All Products
Search
Document Center

Realtime Compute for Apache Flink:Window functions

Last Updated:Nov 27, 2024

This topic describes the window functions, time attributes, and window types supported by Flink SQL.

Window functions

Flink SQL supports aggregation over infinite windows. You do not need to explicitly define windows in SQL statements. Flink SQL also supports aggregation over a specific window. For example, if you want to count the number of users who clicked a URL in the previous minute, you can define a window to collect data about user clicks in the previous minute. Then, you can compute the data in the window to obtain the result.

Flink SQL supports window aggregates and over aggregates. This topic describes window aggregates. Window aggregates support the windows that are defined based on the following time attributes: event time and processing time. The TUMBLE, HOP, and SESSION window functions are supported for each time attribute.

Warning

The TUMBLE, HOP, and SESSION functions cannot be used with the LAST_VALUE, FIRST_VALUE, or TopN function. If you use these window functions with the LAST_VALUE, FIRST_VALUE, or TopN function, the data becomes out of order and is discarded. As a result, the output data is abnormal.

Time attributes

Flink SQL supports two time attributes: event time and processing time. For more information about time attributes, see Time attributes. Flink aggregates data in windows based on the time attributes. The windowing method varies based on the time attributes.

  • Event time: the event time that you provide in the data store.

    The system closes a window based on the watermark that is generated based on the event time of the data. A window ends only when the value of the watermark is later than the time when the window closes. The output data is generated when the window ends. The window generates output data only if the data that triggers the window to end flows into Flink. The watermark value for a single subtask increments. If multiple subtasks run or multiple source tables exist, the minimum watermark value is used.

    Important
    • If an out-of-order data record in which the time is later than the current time exists in a source table or no data exists in a subtask or a partition of a source table, the window may not be terminated and the output data may be abnormal. To avoid this issue, you must specify an offset based on the out-of-order data and make sure that data exists in all subtasks and all partitions of the source table. If no data exists in a subtask or a partition of the source table, the watermark cannot advance and the window cannot be terminated in a timely manner. In this case, you can add table.exec.source.idle-timeout: 10s to the Other Configuration field in the Parameters section of the Configuration tab on the Deployments page to trigger the termination of the window. For more information about this parameter, see Configuration.

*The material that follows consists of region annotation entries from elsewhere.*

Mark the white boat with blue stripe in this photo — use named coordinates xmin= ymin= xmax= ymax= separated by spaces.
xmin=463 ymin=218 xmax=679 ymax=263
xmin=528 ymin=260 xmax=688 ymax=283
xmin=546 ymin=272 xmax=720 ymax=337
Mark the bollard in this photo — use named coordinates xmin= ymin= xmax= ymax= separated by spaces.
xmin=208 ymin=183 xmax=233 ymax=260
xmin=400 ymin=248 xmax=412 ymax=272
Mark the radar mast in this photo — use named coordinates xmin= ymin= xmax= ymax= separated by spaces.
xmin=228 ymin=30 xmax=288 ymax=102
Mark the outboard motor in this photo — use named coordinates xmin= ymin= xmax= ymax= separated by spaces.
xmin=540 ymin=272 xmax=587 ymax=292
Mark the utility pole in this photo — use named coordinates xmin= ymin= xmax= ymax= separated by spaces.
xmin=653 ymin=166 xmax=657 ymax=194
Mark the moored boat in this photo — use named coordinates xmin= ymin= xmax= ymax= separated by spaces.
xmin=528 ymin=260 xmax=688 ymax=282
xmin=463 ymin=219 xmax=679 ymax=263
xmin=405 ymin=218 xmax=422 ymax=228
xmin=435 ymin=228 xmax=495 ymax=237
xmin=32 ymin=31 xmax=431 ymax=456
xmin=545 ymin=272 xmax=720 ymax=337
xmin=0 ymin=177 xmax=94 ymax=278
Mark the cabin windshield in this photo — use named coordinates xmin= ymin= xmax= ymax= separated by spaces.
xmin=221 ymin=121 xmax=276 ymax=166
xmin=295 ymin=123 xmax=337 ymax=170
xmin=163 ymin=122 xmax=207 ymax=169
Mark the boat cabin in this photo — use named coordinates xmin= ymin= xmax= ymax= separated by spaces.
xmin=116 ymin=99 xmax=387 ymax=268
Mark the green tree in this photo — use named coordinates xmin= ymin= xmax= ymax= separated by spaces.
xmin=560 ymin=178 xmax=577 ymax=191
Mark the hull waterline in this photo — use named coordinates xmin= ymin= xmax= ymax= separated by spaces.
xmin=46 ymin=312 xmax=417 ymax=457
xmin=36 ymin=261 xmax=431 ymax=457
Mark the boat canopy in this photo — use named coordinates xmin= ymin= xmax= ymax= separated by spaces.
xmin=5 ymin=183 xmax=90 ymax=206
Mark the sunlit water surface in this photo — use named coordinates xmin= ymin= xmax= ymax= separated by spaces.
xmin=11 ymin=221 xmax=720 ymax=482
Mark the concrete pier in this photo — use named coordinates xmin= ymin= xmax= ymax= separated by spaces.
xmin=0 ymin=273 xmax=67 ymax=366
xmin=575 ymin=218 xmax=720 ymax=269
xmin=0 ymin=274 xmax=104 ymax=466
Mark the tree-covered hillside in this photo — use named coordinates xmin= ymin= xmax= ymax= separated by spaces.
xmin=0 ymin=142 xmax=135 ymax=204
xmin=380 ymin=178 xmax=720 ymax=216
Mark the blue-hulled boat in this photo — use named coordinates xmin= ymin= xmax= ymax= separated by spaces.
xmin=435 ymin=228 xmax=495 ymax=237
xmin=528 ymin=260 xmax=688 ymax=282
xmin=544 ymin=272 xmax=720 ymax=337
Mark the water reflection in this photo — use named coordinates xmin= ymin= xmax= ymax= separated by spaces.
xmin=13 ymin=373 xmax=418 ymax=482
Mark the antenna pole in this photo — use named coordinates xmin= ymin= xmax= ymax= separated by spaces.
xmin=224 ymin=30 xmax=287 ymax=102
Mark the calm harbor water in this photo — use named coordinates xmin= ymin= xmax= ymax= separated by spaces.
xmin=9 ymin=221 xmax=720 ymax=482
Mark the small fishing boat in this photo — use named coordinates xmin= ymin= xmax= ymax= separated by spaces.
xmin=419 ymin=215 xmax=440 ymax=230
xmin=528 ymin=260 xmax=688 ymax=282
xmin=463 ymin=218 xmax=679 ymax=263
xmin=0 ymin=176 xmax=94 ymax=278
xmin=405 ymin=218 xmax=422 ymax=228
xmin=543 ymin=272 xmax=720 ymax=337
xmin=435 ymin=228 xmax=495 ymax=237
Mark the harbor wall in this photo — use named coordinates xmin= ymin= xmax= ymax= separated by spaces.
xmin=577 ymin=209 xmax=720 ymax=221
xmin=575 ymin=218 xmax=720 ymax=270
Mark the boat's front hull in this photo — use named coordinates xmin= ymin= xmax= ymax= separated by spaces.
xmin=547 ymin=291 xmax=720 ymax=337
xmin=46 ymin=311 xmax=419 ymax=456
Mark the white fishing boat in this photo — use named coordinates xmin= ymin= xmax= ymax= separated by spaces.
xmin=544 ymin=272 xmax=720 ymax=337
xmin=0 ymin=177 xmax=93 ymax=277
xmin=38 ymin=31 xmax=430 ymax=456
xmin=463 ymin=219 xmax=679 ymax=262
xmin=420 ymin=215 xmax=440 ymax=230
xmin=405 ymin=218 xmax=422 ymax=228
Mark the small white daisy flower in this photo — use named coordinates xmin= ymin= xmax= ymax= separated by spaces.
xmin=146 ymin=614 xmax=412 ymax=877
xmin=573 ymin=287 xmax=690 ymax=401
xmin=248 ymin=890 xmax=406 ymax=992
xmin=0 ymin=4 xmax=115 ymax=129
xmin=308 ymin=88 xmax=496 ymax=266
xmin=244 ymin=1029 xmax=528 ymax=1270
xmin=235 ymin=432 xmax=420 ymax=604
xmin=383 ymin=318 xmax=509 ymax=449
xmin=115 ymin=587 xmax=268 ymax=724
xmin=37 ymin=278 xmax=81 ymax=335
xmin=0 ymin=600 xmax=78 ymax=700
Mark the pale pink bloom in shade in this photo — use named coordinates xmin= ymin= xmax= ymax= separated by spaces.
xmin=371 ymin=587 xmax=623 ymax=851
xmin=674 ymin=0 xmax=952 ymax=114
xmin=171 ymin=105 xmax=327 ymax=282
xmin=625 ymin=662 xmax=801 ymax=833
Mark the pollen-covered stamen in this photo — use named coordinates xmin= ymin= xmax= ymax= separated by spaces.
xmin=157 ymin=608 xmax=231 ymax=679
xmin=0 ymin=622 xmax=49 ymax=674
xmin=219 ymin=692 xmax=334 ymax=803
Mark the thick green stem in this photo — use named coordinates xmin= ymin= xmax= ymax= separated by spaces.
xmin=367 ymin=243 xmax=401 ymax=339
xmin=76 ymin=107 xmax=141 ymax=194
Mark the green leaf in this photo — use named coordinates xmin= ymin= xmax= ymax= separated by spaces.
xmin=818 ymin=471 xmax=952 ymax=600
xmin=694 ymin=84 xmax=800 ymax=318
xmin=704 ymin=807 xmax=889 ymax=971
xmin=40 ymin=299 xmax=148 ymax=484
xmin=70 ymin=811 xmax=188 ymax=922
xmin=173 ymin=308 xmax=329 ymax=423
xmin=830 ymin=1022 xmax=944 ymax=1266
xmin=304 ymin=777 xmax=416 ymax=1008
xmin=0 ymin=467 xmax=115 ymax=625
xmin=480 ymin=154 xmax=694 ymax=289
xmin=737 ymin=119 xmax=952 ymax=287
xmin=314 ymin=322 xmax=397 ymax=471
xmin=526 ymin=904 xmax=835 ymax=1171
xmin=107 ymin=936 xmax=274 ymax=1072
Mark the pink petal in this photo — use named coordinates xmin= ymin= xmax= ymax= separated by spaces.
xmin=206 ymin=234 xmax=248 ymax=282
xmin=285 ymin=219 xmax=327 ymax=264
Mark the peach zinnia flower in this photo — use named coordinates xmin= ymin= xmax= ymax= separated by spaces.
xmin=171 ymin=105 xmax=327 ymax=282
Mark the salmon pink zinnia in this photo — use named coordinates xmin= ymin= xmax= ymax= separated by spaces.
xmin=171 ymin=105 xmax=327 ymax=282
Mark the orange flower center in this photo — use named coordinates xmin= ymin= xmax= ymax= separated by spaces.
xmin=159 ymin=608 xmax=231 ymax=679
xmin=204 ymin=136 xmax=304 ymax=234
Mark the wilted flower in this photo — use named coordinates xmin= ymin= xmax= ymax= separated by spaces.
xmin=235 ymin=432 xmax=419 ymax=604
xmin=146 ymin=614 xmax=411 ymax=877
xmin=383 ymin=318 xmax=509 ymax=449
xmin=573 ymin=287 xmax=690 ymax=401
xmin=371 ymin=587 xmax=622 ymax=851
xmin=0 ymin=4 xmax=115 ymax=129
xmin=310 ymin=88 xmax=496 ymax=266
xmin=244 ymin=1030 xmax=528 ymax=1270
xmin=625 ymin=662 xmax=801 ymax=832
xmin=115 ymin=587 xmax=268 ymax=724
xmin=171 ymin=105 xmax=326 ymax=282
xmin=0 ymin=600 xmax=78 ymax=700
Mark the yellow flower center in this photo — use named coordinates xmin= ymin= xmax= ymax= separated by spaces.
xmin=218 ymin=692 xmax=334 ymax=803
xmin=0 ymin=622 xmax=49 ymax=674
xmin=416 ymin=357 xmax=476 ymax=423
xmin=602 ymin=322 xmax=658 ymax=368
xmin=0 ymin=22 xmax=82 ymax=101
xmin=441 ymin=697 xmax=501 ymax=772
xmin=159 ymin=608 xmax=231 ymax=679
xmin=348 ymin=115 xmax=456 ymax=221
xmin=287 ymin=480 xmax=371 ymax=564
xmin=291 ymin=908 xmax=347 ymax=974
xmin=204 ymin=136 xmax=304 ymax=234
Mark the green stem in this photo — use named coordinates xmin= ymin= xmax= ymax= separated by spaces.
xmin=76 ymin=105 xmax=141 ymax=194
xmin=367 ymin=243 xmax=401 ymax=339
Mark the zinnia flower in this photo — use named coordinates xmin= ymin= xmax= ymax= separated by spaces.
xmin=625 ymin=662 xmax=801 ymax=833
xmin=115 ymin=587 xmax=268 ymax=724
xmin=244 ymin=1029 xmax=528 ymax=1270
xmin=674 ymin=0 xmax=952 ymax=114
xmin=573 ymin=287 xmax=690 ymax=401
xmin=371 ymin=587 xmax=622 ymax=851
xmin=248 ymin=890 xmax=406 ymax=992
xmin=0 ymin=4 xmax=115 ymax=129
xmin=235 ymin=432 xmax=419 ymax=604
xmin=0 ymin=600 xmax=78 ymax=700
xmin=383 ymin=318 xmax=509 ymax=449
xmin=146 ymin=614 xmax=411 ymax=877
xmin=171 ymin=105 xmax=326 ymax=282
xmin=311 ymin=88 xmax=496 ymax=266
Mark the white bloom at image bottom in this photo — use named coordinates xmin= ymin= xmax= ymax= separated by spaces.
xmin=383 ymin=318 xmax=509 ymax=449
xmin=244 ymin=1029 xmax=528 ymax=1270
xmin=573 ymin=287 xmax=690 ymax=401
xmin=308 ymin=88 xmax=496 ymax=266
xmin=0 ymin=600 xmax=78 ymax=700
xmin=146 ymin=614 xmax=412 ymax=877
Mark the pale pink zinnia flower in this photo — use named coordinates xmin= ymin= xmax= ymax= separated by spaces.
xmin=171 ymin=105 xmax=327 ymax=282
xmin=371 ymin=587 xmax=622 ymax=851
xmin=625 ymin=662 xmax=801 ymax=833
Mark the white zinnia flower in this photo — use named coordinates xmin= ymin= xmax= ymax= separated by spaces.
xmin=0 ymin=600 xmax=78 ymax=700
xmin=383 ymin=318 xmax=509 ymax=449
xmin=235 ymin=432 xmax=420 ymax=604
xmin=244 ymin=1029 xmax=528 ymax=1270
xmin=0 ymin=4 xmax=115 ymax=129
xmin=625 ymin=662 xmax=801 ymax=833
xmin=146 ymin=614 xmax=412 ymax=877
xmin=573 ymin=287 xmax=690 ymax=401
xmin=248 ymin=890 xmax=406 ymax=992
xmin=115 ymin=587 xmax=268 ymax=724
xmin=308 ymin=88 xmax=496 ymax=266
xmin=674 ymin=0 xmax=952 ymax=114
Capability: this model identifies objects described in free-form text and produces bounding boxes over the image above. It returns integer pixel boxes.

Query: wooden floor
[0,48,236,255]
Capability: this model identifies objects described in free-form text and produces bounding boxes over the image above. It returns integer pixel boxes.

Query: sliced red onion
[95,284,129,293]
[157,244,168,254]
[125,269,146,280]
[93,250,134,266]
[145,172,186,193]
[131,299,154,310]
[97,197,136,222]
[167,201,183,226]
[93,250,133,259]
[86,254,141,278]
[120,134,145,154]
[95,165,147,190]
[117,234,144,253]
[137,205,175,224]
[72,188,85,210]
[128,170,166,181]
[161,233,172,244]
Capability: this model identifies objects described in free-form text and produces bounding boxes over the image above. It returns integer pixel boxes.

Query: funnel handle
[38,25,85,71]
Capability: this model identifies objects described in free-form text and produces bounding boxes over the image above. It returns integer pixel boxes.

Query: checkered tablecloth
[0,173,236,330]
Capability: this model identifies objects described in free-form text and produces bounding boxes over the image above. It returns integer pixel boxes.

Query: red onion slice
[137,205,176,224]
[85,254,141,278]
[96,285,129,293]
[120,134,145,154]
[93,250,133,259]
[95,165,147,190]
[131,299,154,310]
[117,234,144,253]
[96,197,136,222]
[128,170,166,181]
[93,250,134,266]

    • After data is processed by using GROUP BY, JOIN operations on two data streams, or OVER window nodes, the watermark property is lost and the event time can no longer be used for windowing.

  • Processing time: the local system time at which the system processes an event.

    The processing time is generated by Flink and does not exist in your raw data. Therefore, you must explicitly define a Processing Time column.

    Note

    The processing time is affected by the speed at which events reach Flink and the order in which data is processed in Flink. Therefore, the results of each backtrack may be different.

Cascading windows

The event time attribute of the rowtime column no longer takes effect after a window operation is complete. You can use a helper function such as TUMBLE_ROWTIME, HOP_ROWTIME, or SESSION_ROWTIME to obtain max(rowtime) of the rowtime column in a window. You can use the obtained value as the rowtime of the time window. The value is window_end - 1 and is of the TIMESTAMP data type. The TIMESTAMP value has the rowtime attribute. For example, if the time span of a window is [00:00, 00:15), 00:14:59.999 is returned.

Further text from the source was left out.